Deutschpflicht bei Ehegattennachzug: Türken werden benachteiligt

Deutschland verstößt mit den Regeln zum Nachzug von Ehegatten gegen EU-Recht. Dies sagt ein Generalanwalt am Europäischen Gerichtshof.

Gelernt werden darf hinterher - Sprachkurs in Leipzig. Bild: dpa

FREIBURG taz | Deutschland verstößt mit seinen Sprachtests beim Ehegattennachzug gleich mehrfach gegen EU-Recht. Diese Auffassung vertritt Paolo Mengozzi, ein Generalanwalt am Europäischen Gerichtshof (EuGH), in einem Verfahren aus Berlin.

Geklagt hatte das türkische Ehepaar Dogan, das seit 1993 verheiratet ist und vier Kinder hat.
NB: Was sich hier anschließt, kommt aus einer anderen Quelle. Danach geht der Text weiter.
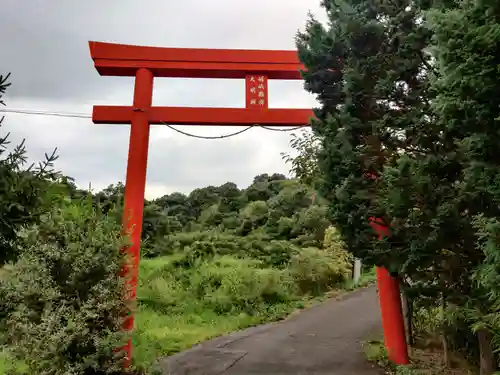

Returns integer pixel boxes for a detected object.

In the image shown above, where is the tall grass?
[132,246,356,369]
[133,256,298,368]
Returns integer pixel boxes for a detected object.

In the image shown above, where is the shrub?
[188,256,295,314]
[155,231,297,268]
[0,199,130,375]
[291,205,330,243]
[288,227,353,295]
[149,230,227,259]
[258,240,297,268]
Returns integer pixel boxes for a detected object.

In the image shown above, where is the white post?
[353,258,362,284]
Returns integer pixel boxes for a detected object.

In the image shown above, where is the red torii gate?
[89,41,408,366]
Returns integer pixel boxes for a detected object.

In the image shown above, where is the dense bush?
[189,256,294,314]
[137,255,293,318]
[0,171,350,373]
[138,230,351,320]
[293,0,500,371]
[149,230,300,268]
[0,199,129,375]
[288,227,353,295]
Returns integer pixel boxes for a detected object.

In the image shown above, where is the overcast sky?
[1,0,325,199]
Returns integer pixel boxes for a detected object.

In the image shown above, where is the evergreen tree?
[296,0,433,274]
[426,1,500,372]
[358,0,500,371]
[0,73,59,265]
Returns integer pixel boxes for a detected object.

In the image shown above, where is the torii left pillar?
[121,68,154,366]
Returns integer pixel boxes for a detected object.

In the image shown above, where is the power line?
[0,108,92,119]
[0,108,309,138]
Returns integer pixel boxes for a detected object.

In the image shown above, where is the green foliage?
[424,0,500,370]
[239,200,269,234]
[363,340,389,366]
[289,247,349,295]
[295,0,500,372]
[0,199,129,375]
[426,0,500,361]
[189,256,294,314]
[133,256,297,368]
[296,0,434,272]
[290,205,330,245]
[365,339,423,374]
[133,233,356,369]
[95,173,326,258]
[0,73,60,265]
[150,230,296,268]
[138,176,334,271]
[281,129,322,187]
[289,227,353,295]
[34,171,353,371]
[125,209,356,370]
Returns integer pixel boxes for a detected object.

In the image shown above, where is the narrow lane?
[159,286,383,375]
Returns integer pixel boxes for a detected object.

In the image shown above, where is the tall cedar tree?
[359,0,500,371]
[428,0,500,372]
[296,0,433,275]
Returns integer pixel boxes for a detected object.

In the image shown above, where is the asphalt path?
[158,286,383,375]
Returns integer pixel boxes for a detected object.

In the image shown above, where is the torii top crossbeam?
[89,41,305,80]
[89,41,314,126]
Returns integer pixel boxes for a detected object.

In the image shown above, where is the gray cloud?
[1,0,325,199]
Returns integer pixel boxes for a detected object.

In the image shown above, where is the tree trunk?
[440,296,451,367]
[401,292,414,346]
[478,328,496,375]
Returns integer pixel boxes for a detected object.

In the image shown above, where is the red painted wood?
[92,59,303,79]
[370,218,409,365]
[92,106,313,126]
[89,41,305,79]
[121,68,154,366]
[376,267,410,364]
[90,41,303,64]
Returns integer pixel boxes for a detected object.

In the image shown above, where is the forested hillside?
[74,173,331,261]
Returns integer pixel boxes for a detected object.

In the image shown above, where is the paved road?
[158,286,383,375]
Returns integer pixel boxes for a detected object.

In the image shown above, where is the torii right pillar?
[370,218,409,365]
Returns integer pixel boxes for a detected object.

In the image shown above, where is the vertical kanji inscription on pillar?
[246,75,268,109]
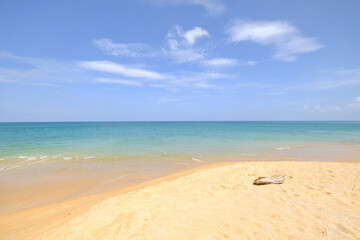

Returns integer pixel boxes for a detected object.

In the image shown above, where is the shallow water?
[1,121,359,163]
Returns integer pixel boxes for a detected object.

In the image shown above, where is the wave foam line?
[192,157,203,162]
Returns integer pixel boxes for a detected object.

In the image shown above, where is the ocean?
[1,121,359,168]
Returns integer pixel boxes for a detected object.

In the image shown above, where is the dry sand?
[1,161,360,240]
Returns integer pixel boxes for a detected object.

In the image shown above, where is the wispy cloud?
[165,25,210,63]
[143,0,226,17]
[78,59,228,90]
[92,39,152,57]
[78,60,166,80]
[348,96,360,108]
[183,27,210,45]
[307,69,360,90]
[94,77,142,86]
[203,58,238,67]
[227,20,323,61]
[0,51,82,85]
[27,82,62,87]
[167,26,210,48]
[148,71,228,90]
[304,105,342,113]
[0,51,229,90]
[93,26,212,64]
[0,68,40,82]
[92,26,252,69]
[247,61,257,66]
[156,96,185,104]
[303,96,360,113]
[234,68,360,95]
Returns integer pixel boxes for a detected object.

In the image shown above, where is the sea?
[1,121,359,170]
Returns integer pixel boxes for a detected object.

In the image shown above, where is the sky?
[0,0,359,121]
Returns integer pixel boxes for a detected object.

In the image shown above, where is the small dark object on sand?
[253,175,285,185]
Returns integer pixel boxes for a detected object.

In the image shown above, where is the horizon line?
[1,120,359,123]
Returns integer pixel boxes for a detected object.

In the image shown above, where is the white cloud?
[92,39,151,57]
[147,71,228,90]
[165,26,210,63]
[247,61,257,66]
[228,21,296,43]
[227,20,323,61]
[165,47,206,63]
[0,51,231,91]
[0,50,232,91]
[144,0,226,17]
[93,26,210,64]
[165,71,227,89]
[78,60,227,90]
[94,77,142,86]
[203,58,238,67]
[183,27,210,45]
[78,60,166,80]
[168,26,209,47]
[87,65,228,90]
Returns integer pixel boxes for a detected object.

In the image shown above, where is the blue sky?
[0,0,359,121]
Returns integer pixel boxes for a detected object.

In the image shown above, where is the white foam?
[276,147,290,150]
[192,157,203,162]
[26,157,37,161]
[64,157,72,160]
[18,156,28,159]
[175,162,189,166]
[40,155,47,159]
[0,158,4,161]
[84,156,95,159]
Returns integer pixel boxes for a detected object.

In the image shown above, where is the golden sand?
[1,161,359,239]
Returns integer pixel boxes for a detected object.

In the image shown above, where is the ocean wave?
[175,162,189,166]
[276,147,290,150]
[192,157,202,162]
[26,156,37,161]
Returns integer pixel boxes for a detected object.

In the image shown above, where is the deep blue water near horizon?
[1,121,360,165]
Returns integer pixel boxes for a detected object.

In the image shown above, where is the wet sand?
[1,161,359,240]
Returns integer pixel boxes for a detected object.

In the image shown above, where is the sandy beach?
[1,161,359,240]
[2,0,360,237]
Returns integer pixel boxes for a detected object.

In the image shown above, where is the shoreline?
[1,160,359,239]
[2,153,358,214]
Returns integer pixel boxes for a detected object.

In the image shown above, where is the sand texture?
[1,161,360,240]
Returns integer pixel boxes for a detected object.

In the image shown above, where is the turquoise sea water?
[1,122,359,166]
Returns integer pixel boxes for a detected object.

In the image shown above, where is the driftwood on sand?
[253,175,285,185]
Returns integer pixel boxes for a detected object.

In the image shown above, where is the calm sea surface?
[1,122,359,168]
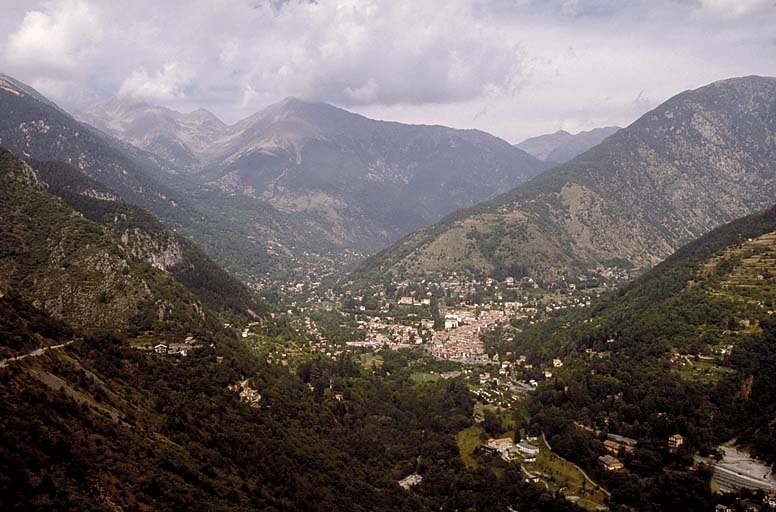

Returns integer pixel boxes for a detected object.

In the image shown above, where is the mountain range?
[515,126,620,163]
[356,76,776,284]
[78,95,549,257]
[4,66,776,511]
Während der Mann seit 1998 in Deutschland lebt und inzwischen als Geschäftsführer einer Berliner GmbH arbeitet, blieb die Frau in der Türkei und zog die Kinder auf. Erst 2011 stellte sie einen Antrag auf Ehegattenachzug, der aber abgelehnt wurde, weil sie Analphabethin ist.

Seit 2007 bekommen nachziehende Ehegatten nur noch dann eine Aufenthaltserlaubnis für Deutschland, wenn sie sich „zumindest auf einfache Art in deutscher Sprache verständigen“ können. Dies muss vor der Abreise durch einen Sprachtest nachgewiesen werden. Betroffen sind von der Regelung vor allem Türken, Russen und Kosovaren. Für EU-Staatsangehörige, Amerikaner und Bürger aus vielen anderen Industriestaaten gilt die Deutschpflicht nicht.
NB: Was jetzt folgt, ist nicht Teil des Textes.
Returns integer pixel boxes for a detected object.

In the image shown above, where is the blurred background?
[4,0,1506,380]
Das Verwaltungsgericht Berlin fragte sich, ob das deutsche Gesetz gegen EU-Recht verstößt und legte den Dogan-Fall dem Europäischen Gerichtshof zur Entscheidung vor. In seinem Schlussantrag - einer Art Gutachten - empfahl Generalanwalt Mengozzi nun dem EuGH, das deutsche Recht zu beanstanden.

Die Einführung der Sprachtests verstoße im Fall von türkischen Einwanderern gegen das Assozierungsabkommen EU-Türkei und ein entsprechendes Zusatzprotokoll von 1972. Dort war eine Stillhalteklausel vereinbart worden, wonach für Türken grundsätzlich keine neuen Beschränkungen der Niederlassungsfreiheit in der EU eingeführt werden dürfen.

Zwangsehen sind kein Argument

Mengozzi lehnte dabei auch das Argument der Bundesregierung ab, dass die Pflicht, vorab Deutsch zu lernen, zum Schutz vor Zwangsehen erforderlich sei. Eine solche Pflicht sei „unverhältnismäßig“, so der Generalanwalt. Es genüge, den Ehegatten nach der Einreise die Teilnahme an Integrationskursen vorzuschreiben. Auch dies würde den „Kontakt mit der deutschen Gesellschaft“ erleichtern und „spontane Hilfeersuchen“ der Opfer von Zwangsehen ermöglichen.

Hilfsweise prüfte Mengozzi noch, ob die Sprachtests auch gegen die EU-Richtlinie zur Familienzusammenführung verstoßen. Dies würde nicht nur Türken, sondern auch zum Beispiel russischen Ehegatten nützen. Mengozzi kam zum Schluss, dass eine generelle Pflicht, die deutsche Sprache vorab zu lernen, gegen EU-Recht verstoße. Erforderlich sei vielmehr eine Einzelfallprüfung. Dabei wären die Interessen minderjähriger Kinder an der Familienzusammenführung ebenso einzubeziehen wie die Möglichkeiten, im Heimatstaat Deutsch zu lernen.

Der EuGH wird voraussichtlich im Sommer entscheiden. In der Regel folgt er den Anträgen der Generalanwälte.